LAS FORMAS DE SER INTELIGENTE
Por: Ricardo Lucano

Durante años, nos hicieron creer que ser inteligente era responder rápido en clase, resolver problemas matemáticos con soltura o escribir con buena ortografía. Y claro, quienes destacaban en esas áreas eran premiados, reconocidos, empujados hacia el “éxito”. Pero, ¿qué pasó con los demás? ¿Con los que piensan con las manos, con el cuerpo, con la música, con la naturaleza, o con esa mezcla tan humana de intuición y emoción?

Hoy ya no es novedad decir que hay muchas maneras de ser inteligente. El psicólogo Howard Gardner las llamó “inteligencias múltiples”, y su propuesta fue una pequeña revolución. Nos dijo, con simpleza pero con profundidad, que no todos aprendemos igual, que no todos brillamos en lo mismo, y que eso está bien. Que lo justo, entonces, no es pedir lo mismo a todos, sino ofrecer caminos distintos para que cada quien se encuentre en sí mismo.

Lo curioso es que esta idea, que parece tan obvia cuando la oímos, aún no termina de aterrizar en nuestras escuelas, ni en nuestros hogares, ni en la sociedad.
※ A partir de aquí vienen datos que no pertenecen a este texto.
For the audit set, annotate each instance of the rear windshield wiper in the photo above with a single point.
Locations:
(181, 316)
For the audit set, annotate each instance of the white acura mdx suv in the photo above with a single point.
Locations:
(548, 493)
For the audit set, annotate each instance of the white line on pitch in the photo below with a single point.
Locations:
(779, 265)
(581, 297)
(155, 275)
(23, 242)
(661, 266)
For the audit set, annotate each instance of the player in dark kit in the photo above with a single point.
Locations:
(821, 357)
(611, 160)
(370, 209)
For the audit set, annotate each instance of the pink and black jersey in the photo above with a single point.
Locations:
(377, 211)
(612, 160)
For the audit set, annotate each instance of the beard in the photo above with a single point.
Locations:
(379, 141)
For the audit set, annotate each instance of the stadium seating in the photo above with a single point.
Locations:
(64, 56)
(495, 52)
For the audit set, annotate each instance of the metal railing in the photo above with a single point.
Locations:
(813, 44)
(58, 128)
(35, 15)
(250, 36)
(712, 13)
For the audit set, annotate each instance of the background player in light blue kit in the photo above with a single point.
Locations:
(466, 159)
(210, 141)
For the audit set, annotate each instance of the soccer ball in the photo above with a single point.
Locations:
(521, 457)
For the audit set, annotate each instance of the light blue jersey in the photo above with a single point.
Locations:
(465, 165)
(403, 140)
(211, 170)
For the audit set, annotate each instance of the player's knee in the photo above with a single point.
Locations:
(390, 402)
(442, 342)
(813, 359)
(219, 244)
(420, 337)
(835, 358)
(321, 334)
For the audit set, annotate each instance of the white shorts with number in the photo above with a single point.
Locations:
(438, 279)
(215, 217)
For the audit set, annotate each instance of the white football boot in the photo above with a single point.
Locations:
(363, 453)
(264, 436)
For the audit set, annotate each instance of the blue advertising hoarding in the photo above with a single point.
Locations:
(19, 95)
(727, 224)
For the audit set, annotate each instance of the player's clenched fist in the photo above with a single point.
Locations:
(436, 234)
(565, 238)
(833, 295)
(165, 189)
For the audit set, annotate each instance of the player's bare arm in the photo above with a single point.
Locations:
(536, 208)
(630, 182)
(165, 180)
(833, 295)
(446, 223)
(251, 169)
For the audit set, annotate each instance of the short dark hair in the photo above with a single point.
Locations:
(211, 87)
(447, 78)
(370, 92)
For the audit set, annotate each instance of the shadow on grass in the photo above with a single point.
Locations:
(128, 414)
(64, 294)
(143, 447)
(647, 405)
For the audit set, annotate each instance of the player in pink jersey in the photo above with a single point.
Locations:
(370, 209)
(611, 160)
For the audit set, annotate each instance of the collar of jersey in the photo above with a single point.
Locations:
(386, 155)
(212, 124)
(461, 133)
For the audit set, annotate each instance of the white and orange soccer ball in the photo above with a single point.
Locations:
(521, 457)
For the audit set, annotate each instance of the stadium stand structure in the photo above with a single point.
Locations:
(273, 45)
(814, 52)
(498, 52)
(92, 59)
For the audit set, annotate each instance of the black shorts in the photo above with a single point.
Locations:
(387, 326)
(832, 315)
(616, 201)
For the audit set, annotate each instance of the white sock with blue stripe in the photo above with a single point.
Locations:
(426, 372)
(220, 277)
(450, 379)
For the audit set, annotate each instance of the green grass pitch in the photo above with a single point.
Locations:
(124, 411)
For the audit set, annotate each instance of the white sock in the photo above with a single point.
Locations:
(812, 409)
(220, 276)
Seguimos midiendo el talento con reglas rígidas: la nota en el examen, la pulcritud del cuaderno, la rapidez para “dar la respuesta correcta”. Y se nos escapa, por ejemplo, ese niño que dibuja como un arquitecto, esa niña que sabe escuchar a todos sus amigos, ese adolescente que baila o juega futbol como si pensara con los pies.

Porque sí, hay muchas inteligencias. Está la lingüística, la de quienes juegan con las palabras; la lógico-matemática, la de los patrones y los números. Pero también está la musical, la corporal, la espacial, la naturalista, la emocional, la intuitiva, la interpersonal, la intrapersonal, y muchas más que aún no tienen nombre, pero que sentimos en la piel cuando vemos a alguien brillar en lo suyo.

Educar no puede seguir siendo entrenar cabezas para rendir pruebas. Educar debería ser reconocer y acompañar talentos diversos, cultivar capacidades distintas, escuchar formas diferentes de mirar el mundo. No se trata de relativizar todo, ni de dejar de enseñar contenidos valiosos, sino de ajustar la manera en que acompañamos el aprendizaje, para que todos y todas puedan crecer desde lo que son.

Y esto no solo va de estilos cognitivos. Va también de sensibilidades, de formas de expresar el afecto, de construir identidad. Hay niñas y niños que se sienten distintos, que no siempre encajan en lo previsto como: inteligencias “pertinentes” o “roles correctos”. Por eso, hablar de inteligencias múltiples no es una moda pedagógica. Es una forma de dignificar a cada persona.

Mirar con otros ojos al que no saca “A” o “AD” en las áreas “principales”, pero tiene un oído privilegiado; al que no memoriza fórmulas, pero es capaz de organizar a su grupo de amigos; al que no es elocuente con palabras, pero entiende la vida cuando cuida plantas o escribe versos.

Hoy más que nunca, el país necesita una educación que no homogenice, sino que potencie. Una educación que enseñe a pensar, sí, pero también a sentir, a cooperar, a crear, a intuir. Porque el presente y futuro no se construye solo con profesionales o técnicos, se construye con todos, porque todos somos inteligentes, solo que no siempre nos han enseñado en la forma que mejor entendemos.

Lo que está en juego es más que el rendimiento escolar. Es la posibilidad de construir un país que valore todos los talentos y los promueva, no solo los que encajan en un examen de conocimientos. Imaginemos una mejor escuela donde se cultive la inteligencia que escucha, la que sueña, la que toca, la que siente, la que organiza, la que transforma. Una escuela que reconozca que la mente humana es diversa, como la vida misma, y que esa diversidad no es un obstáculo, sino una fuente infinita de posibilidades.